Saturday, October 24, 2015

Adventures in Flight: Ghost Flights

It's a very rare occurrence, some flight attendants say they've never had it happen to them. In my 15 years with Mother Airline, I've only had it happen maybe four times, but what a treat it is, for both passengers and crew. I'm talking about ghost flights; or very light loads. Extremely light.

The first time it happened for me, there were 5 passengers on a 757. On this plane, there are 24 seats in first class. With 3 passengers in coach and the other 2 in first, the purser got permission to move everyone up. With four flight attendants, this gave me and my flying partner assigned to the back no work to do on our flight from Chicago to San Francisco. What was fortunate was that the woman I was working with was a friend who I'd not seen since a Caribbean cruise 2 years prior, so it was fun just catching up with her for a few hours.

The second time I worked a ghost flight, it was again on a 757, but this time I was purser. I didn't move everyone up to first class, and no one wanted to, anyway. I mean, if you have an entire row, or three, to yourself, why move up. This flight had about 13 passengers, and even though those seated in economy didn't move up, I did offer and serve first class breakfast to everyone back there who wanted to eat.

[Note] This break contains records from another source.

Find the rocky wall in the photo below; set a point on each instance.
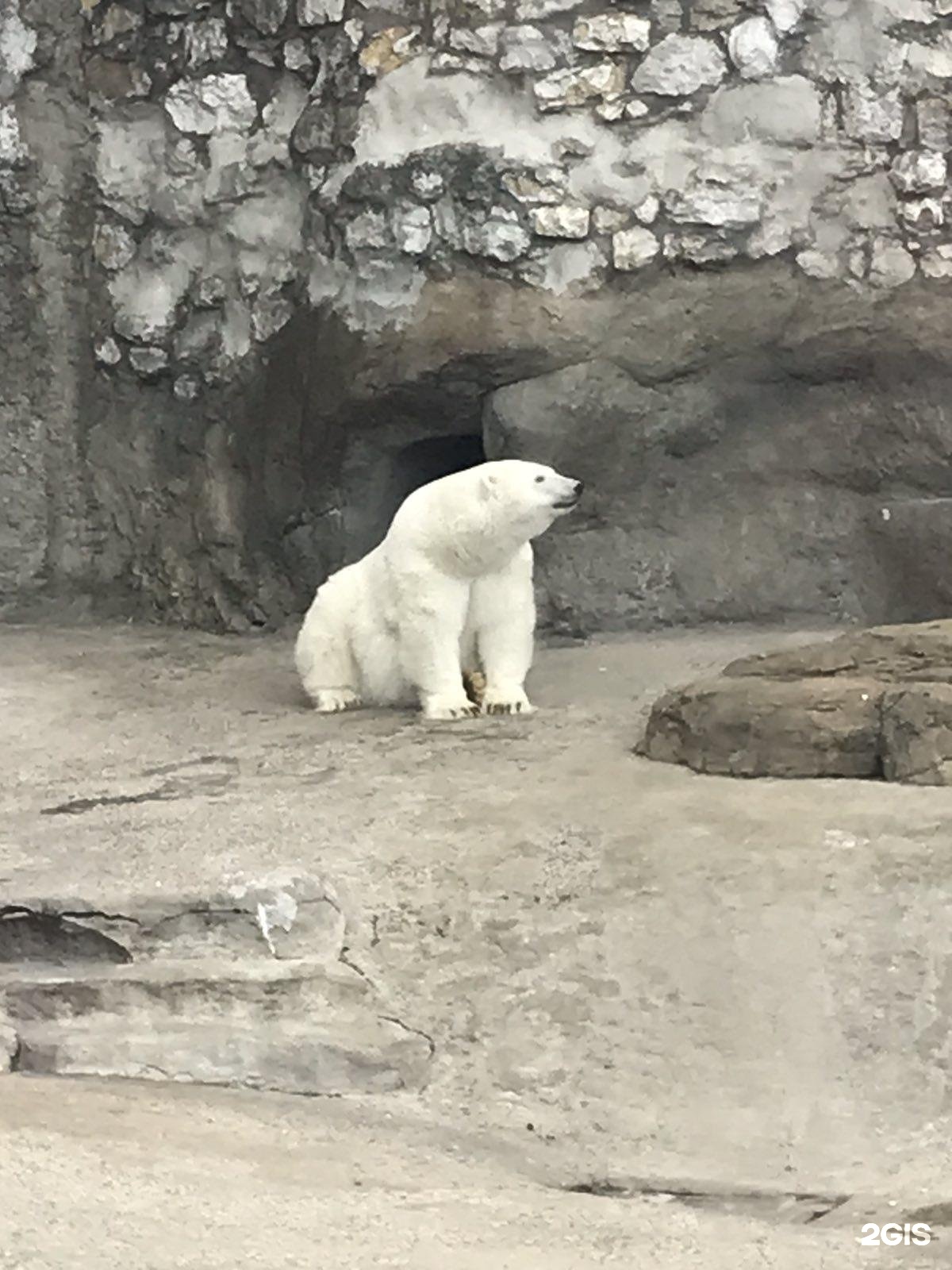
(273, 262)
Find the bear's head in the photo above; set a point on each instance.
(528, 495)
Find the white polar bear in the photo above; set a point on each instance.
(447, 591)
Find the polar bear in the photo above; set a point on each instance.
(447, 595)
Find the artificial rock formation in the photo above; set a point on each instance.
(875, 704)
(274, 262)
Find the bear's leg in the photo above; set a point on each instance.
(433, 610)
(505, 616)
(327, 668)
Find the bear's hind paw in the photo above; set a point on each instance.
(450, 708)
(511, 702)
(336, 700)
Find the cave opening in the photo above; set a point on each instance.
(405, 469)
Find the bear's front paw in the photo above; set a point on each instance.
(334, 700)
(505, 700)
(446, 706)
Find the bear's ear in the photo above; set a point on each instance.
(488, 486)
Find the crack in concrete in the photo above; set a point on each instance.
(767, 1204)
(414, 1032)
(76, 806)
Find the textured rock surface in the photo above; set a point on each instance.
(877, 704)
(294, 213)
(578, 925)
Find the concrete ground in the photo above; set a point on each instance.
(729, 992)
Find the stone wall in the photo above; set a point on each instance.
(695, 252)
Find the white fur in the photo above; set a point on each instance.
(448, 590)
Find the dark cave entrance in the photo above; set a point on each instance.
(424, 461)
(401, 470)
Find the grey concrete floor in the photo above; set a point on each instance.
(628, 972)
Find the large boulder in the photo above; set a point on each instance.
(875, 704)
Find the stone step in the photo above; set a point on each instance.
(301, 1028)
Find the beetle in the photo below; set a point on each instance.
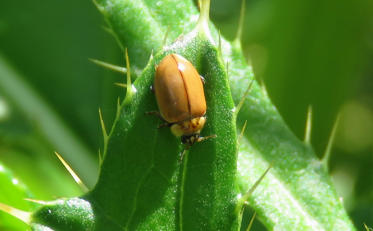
(181, 99)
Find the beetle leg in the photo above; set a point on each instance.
(155, 113)
(162, 125)
(203, 79)
(200, 139)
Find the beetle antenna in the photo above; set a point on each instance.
(166, 36)
(186, 148)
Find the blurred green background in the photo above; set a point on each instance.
(310, 52)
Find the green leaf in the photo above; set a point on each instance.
(12, 193)
(143, 186)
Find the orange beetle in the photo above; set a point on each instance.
(180, 97)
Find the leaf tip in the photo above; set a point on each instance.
(240, 23)
(74, 175)
(19, 214)
(240, 104)
(326, 156)
(308, 129)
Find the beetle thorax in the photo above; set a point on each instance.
(188, 127)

On the most recent flight from Dallas to San Francisco, there were 9 passengers on an Airbus 320. We had 3 in first and 6 in the back; a young man, his mother and grandmother, a man and his 5 year old son and a businessman wearing a Rotary Club pin. (If you've read my story, “The Rotarian”, you will know I have a special history with the Rotary Club.)

View of the Ghost Flight cabin with PAX seated up front.
I love ghost flights and the ability to give outstanding, personalized service to each customer; a chance to get to know them (the Rotarian was from Arlington, the young man with his family worked for Nordstroms's in Dallas and were going on vacation, and the father slept, but the young boy was well behaved and loved orange juice). No cart was set up, my flying partner and I ran each drink out on a tray.

Each time I work a ghost flight, I always hear the same comment. It came from the nice woman in first class this time, “I'm surprised they didn't cancel this flight, they're not making any money with so few people.” The answer is always the same, “The plane is needed for the rest of the day, if they cancel this flight, they have to cancel 3 or more flights that this plane is scheduled to fly.”

The best service you can get on a plane is one with very few passengers. You receive personalized service on a ghost flight. The chance to chat up a flight attendant (and who doesn't love that?), lots of room and peace and quiet is all so, very nice. Plus, the crew is happy to have a light work load and a fun change to the routine of the normally packed airplanes. They are quite rare, so if you have the pleasure of being on one, enjoy...and feel free to spread out.